In recent years, a growing number of organizations have been allocating vast amount of resources to construct and maintain databases and data warehouses. In scientific endeavours, data refers to carefully collected observations about some phenomenon under study. In business, data capture information about economic trends, critical markets, competitors and customers. In manufacturing, data record machinery performances and production rates in different conditions. There are essentially two reasons why people gather increasing volumes of data: first, they think some valuable assets are implicitly coded within them, and computer technology enables effective data storage at reduced costs.

The idea of extracting useful knowledge from volumes of data is common to many disciplines, from statistics to physics, from econometrics to system identification and adaptive control. The procedure for finding useful patterns in data is known by different names in different communities, viz., knowledge extraction, pattern analysis, data processing. More recently, the set of computational techniques and tools to support the modelling of large amount of data is being grouped under the more general label of machine learning [46].

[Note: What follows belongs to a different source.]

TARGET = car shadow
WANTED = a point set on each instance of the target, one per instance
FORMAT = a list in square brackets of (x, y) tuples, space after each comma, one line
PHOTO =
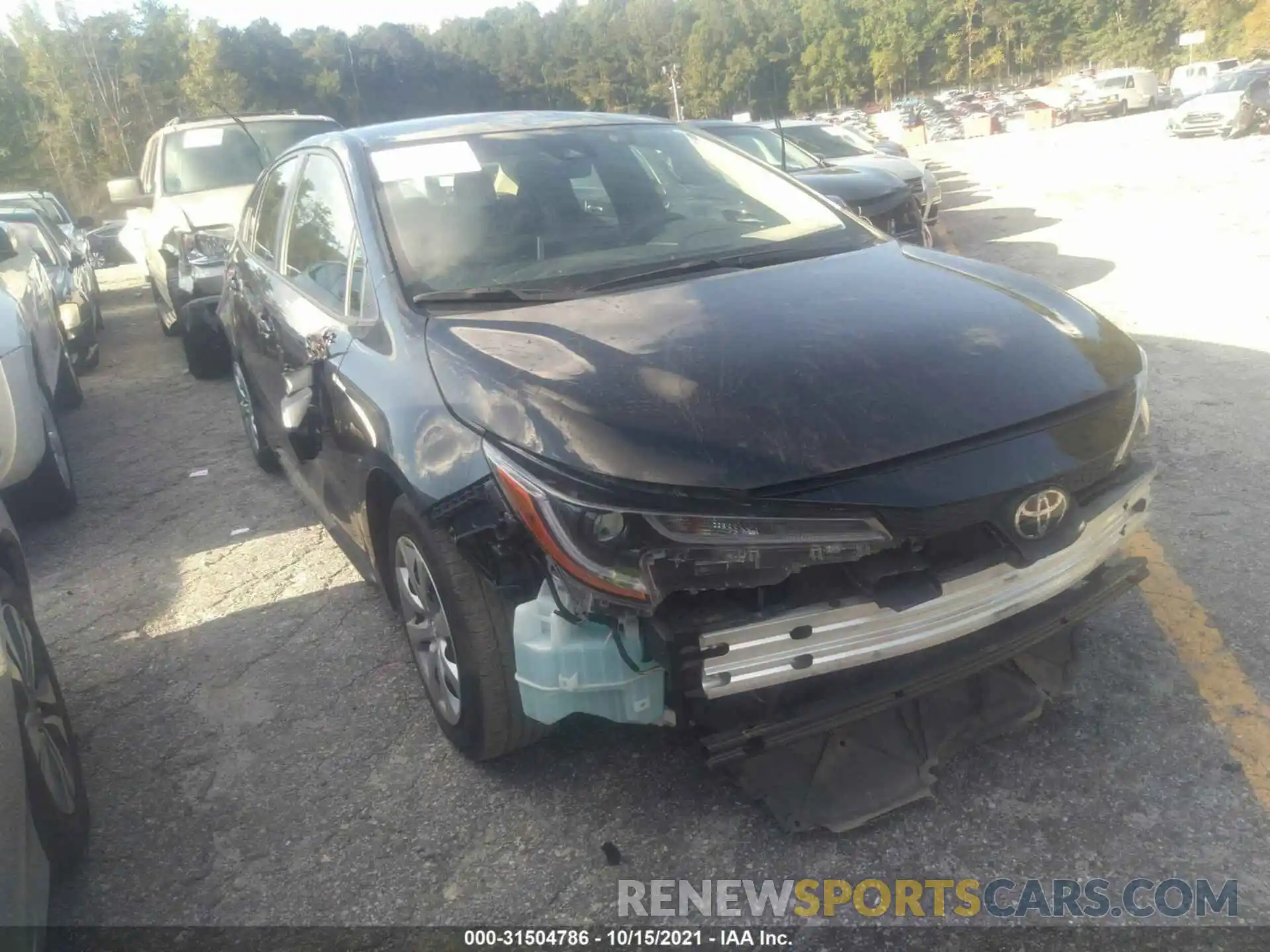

The need for programs that can learn was stressed by Alan Turing who argued that it may be too ambitious to write from scratch programs for tasks that even human must learn to perform. This handbook aims to present the statistical foundations of machine learning intended as the discipline which deals with the automatic design of models from data. In particular, we focus on supervised learning problems (Figure 1.1), where the goal is to model the relation between a set of input variables, and one or more output variables, which are considered to be dependent on the inputs in some manner.

The supervised learning settingFigure 1.1: The supervised learning setting. Machine learning aims to infer from observed data the best model of the stochastic input/output dependency.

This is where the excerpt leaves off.